De forma a evitar um voluntarismo romântico sobre a criatividade da agência dos utilizadores, Akrich e Latour [3] utilizam o conceito de script (guião) para tentar capturar como os objetos tecnológicos permitem ou constringem as relações humanas, assim como as relações entre pessoas e coisas. Segundo esta perspetiva, as tecnologias atribuem e delegam competências, ações e responsabilidades específicas aos utilizadores e aos artefactos tecnológicos. Os objetos tecnológicos podem então gerar novas geografias de responsabilidade e transformar ou reforçar as existentes. Evitando o determinismo tecnológico, estes autores enfatizam a co-produção e as relações recíprocas entre objetos e sujeitos, reforçando a agência dos utilizadores. Para melhor captarem o papel ativo dos utilizadores em moldarem as suas relações com os objetos técnicos, Akrich e Latour introduziram o conceito de “anti-programa”, que se refere às formas de ação dos utilizadores que estão em conflito com o programa dos produtores (ou vice-versa).

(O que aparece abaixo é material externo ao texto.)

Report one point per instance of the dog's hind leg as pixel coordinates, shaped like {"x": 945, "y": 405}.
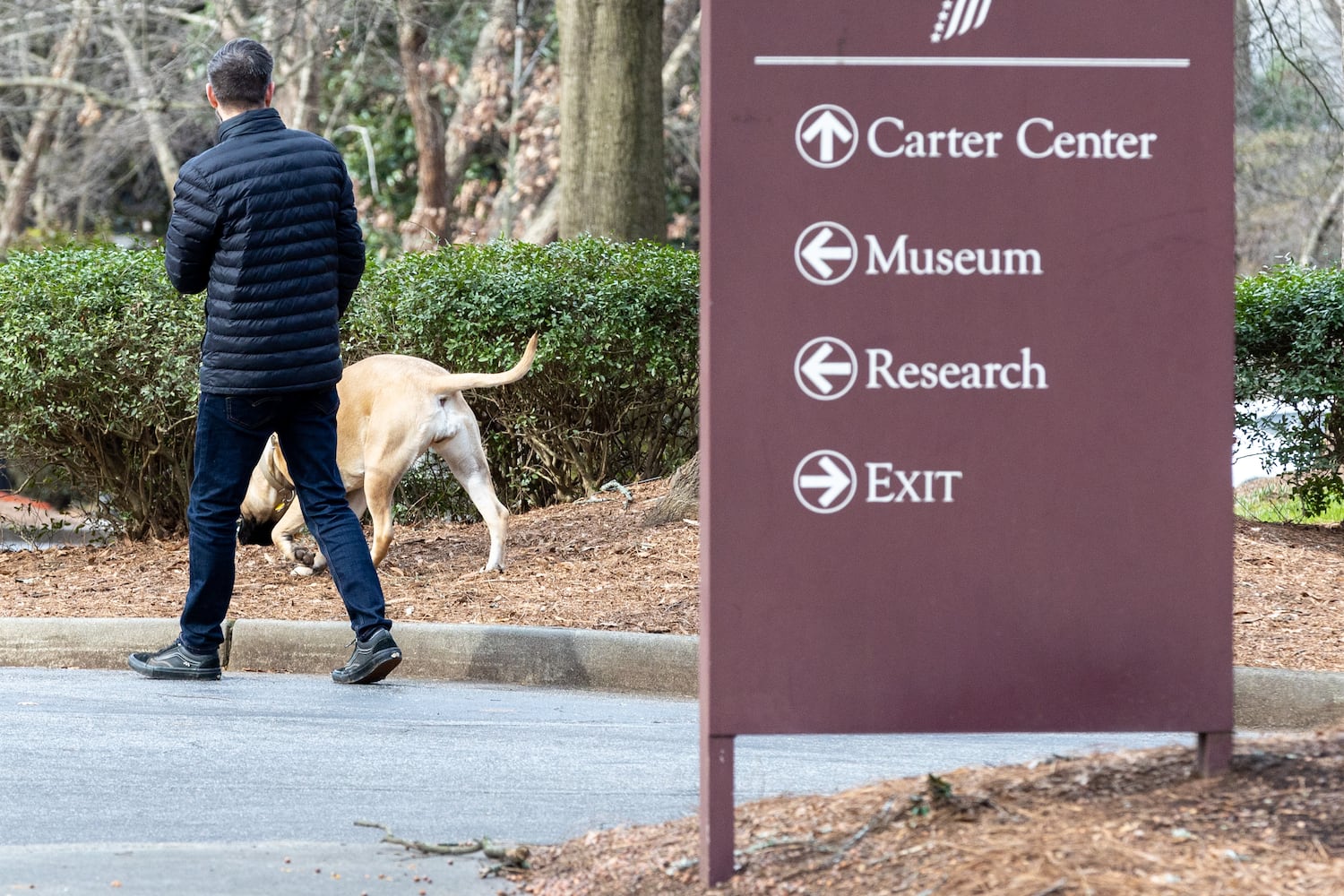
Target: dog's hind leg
{"x": 379, "y": 490}
{"x": 468, "y": 463}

Regressando à atualidade portuguesa, é do conhecimento público que os últimos meses têm sido marcados por forte contestação social, com inúmeras manifestações populares nas ruas de várias cidades. É também amplamente reconhecido que o sucesso dessas iniciativas e a consequente adesão das pessoas, em grande escala, devem-se essencialmente à internet, em particular às redes sociais, onde têm proliferado grupos auto-organizados, apartidários e resultantes de iniciativas individuais ou locais. Estes grupos reivindicam um lugar no panorama político e social português, apontando os media tradicionais como ambientes fechados, controlados ideologicamente pelo sistema político vigente e sem espaço para verdadeiras visões político-económicas alternativas.

As redes sociais da internet apresentam-se assim como uma espécie de “anti-programa” em relação à televisão, servindo como meio para subverter, complementar ou alterar a realidade televisiva. Isto tornou-se evidente na recente disputa sobre o número de manifestantes presentes na manifestação de 2 de Março, em Lisboa, ou na discussão sobre a ordem dos acontecimentos e devidas responsabilidades em relação à carga policial na manifestação de 14 de Novembro de 2012. Em ambos os casos, grupos de cidadãos utilizaram a internet para difundirem outras verdades e outras imagens dos acontecimentos que, alegadamente, foram escamoteadas pela televisão. Contudo, isto não representa uma perda de importância da televisão; pelo contrário, as novas tecnologias acabam por expandir a influência televisiva a outros mecanismos, cuja utilização permanece reativa ao que passa na TV.

Notas:

[1] Hall, S. (1973), Encoding and Decoding in the Television Discourse, Birmingham: Centre for Contemporary Cultural Studies.

[2] Silverstone, R., & Hirsch, E., eds. (1992), Consuming Technologies: Media and Information in Domestic Spaces, Routledge.

[3] Akrich, M., and Latour, B. (1992), “A summary of a convenient vocabulary for the semiotics of human and nonhuman assemblies.” in Shaping Technology/Building Society, ed. W. Bijker and J. Law, MIT Press.